Medical education cost is a health policy imperative

Whenever I talk about the cost of medical education, I like to bring up this chart. It starkly illustrates just how expensive it is to train a doctor in the United States, compared to Canada and France.

Medical education cost is a health policy imperative

New York Times contributor Pauline Chen wrote a column on the issue recently.  Most doctors graduate with a debt exceeding $150,000, and end up paying for it well into their 40′s and 50′s.  This is giving pause to some who are considering medicine:

Paying so much up front has transformed an education that was once a path to public service into a significant financial investment that needs to yield returns. “Because of all the debt, people stop thinking of medicine as an incredible opportunity to do good,” Dr. Greysen said. For some young people, looming debts mean eschewing a calling to serve a particularly needy, less lucrative patient population or practice, and instead pursuing a well-compensated subspecialty that caters to the comfortably insured.

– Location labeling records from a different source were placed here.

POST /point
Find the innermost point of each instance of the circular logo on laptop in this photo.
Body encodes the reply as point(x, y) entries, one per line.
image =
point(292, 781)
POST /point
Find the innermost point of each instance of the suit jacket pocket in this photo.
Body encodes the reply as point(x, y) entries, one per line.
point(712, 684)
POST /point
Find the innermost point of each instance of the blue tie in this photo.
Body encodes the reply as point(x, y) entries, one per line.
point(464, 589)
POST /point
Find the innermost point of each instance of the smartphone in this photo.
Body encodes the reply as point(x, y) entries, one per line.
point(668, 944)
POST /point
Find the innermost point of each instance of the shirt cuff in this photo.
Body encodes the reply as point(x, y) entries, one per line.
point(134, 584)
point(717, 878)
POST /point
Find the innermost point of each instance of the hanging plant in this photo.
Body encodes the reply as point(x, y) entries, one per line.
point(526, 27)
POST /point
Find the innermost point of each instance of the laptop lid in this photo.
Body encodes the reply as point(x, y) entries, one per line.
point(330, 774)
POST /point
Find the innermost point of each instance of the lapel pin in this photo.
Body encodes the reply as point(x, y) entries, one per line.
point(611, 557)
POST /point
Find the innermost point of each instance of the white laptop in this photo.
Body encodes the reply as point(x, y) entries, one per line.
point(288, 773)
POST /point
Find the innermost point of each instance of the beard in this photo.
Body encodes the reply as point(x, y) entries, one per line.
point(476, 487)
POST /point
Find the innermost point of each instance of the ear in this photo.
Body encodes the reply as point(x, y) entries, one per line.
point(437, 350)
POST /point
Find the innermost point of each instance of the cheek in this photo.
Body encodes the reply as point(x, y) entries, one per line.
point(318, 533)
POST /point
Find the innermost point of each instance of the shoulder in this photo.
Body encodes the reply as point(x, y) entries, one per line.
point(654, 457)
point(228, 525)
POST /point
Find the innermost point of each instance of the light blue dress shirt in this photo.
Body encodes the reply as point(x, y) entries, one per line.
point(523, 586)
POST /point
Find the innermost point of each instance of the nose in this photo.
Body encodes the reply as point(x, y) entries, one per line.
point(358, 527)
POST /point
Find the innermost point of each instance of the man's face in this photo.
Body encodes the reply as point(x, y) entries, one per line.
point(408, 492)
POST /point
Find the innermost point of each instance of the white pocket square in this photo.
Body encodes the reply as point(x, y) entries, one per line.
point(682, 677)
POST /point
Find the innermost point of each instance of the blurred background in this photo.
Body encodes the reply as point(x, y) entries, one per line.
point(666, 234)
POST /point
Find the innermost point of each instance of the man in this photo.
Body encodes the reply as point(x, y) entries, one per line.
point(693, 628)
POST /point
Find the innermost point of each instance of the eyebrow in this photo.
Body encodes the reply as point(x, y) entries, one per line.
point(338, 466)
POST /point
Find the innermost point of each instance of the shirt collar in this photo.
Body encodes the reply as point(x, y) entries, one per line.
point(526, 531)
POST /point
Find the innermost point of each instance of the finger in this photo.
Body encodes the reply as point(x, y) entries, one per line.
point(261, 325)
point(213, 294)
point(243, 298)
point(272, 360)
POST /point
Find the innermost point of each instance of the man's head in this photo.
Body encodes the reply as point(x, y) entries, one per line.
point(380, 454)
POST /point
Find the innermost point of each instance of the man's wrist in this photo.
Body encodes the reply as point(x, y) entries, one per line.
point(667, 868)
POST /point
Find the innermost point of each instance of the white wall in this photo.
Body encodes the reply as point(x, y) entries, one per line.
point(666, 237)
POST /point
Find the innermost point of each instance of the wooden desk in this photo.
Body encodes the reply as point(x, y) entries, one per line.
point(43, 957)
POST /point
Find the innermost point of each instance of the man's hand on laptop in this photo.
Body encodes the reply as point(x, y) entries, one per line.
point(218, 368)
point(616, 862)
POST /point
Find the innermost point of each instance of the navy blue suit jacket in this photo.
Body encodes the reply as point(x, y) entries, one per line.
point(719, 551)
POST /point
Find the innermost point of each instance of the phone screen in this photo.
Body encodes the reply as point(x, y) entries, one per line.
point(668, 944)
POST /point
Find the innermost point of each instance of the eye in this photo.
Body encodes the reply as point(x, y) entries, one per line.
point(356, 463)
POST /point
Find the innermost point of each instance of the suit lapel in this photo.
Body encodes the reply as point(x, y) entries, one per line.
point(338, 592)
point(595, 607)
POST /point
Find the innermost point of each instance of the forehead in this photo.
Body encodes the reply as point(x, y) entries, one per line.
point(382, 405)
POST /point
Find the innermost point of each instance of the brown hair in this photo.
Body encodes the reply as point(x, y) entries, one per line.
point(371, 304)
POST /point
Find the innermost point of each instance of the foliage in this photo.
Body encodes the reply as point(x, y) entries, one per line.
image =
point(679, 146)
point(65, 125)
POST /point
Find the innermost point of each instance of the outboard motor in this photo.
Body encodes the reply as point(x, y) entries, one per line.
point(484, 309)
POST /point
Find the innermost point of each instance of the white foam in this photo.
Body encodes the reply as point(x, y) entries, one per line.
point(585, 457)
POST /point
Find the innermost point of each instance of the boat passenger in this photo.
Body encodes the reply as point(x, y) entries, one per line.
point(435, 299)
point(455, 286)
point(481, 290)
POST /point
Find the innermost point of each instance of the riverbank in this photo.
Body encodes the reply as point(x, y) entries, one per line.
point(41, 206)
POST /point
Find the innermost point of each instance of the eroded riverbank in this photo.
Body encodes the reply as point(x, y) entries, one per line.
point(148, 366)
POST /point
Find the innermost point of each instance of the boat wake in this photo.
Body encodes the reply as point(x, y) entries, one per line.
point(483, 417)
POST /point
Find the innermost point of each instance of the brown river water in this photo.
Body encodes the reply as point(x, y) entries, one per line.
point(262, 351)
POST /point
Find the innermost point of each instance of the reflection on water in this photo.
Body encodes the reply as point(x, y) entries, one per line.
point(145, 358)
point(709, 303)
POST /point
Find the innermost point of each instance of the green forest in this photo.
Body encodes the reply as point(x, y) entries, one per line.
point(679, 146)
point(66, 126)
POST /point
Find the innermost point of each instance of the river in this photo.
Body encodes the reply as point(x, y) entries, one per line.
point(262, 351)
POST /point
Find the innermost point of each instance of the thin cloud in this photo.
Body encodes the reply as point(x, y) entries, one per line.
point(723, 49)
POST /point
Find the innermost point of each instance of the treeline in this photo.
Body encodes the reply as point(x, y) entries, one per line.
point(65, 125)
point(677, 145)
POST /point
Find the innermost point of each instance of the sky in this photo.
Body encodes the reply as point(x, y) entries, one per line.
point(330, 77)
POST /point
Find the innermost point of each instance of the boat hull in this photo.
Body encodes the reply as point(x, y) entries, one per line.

For others, such large debts mean forgoing a medical career altogether. Cost remains a key deterrent for pre-medical students and is an important reason there aren’t more African-American, Hispanic and Native American doctors.

Policy makers often leave out this fact when talking about physician salaries.  As I wrote before, when discussing the tension between health policy experts and physicians, if policy experts want American doctors to be paid like their colleagues in, say, France, then you have to eliminate the education burden that French physicians never face.

Simply saying that American doctors are overpaid, while excluding the crushing burden of their medical school debt, is an unfair argument and only dissuades more prospective students from becoming physicians.  Any consideration for reducing physician salaries must be accompanied by proportional relief in medical school debt.

As for solutions, a few schools have completely subsidized education.  That’s a step in the right direction, and would allow medical students to choose relatively lower-paying primary care fields without the influence of loan repayment.  But it’s unlikely that many medical schools can simply forgo tuition.

Dr. Chen, in her essay, goes one step further:

We [must] disengage ourselves from the notion that debt is a necessary part of medical education. As long as indebtedness is viewed as a normal part of becoming a doctor, tuition will continue to surge unchecked, and the implications for patients will only multiply. And we will be no closer to an answer for the most important question of all: Just how much should students, and society, pay for the next generation of doctors?

Indeed.

Kevin Pho is an internal medicine physician and on the Board of Contributors at USA Today.  He is founder and editor of KevinMD.com, also on FacebookTwitter, and LinkedIn.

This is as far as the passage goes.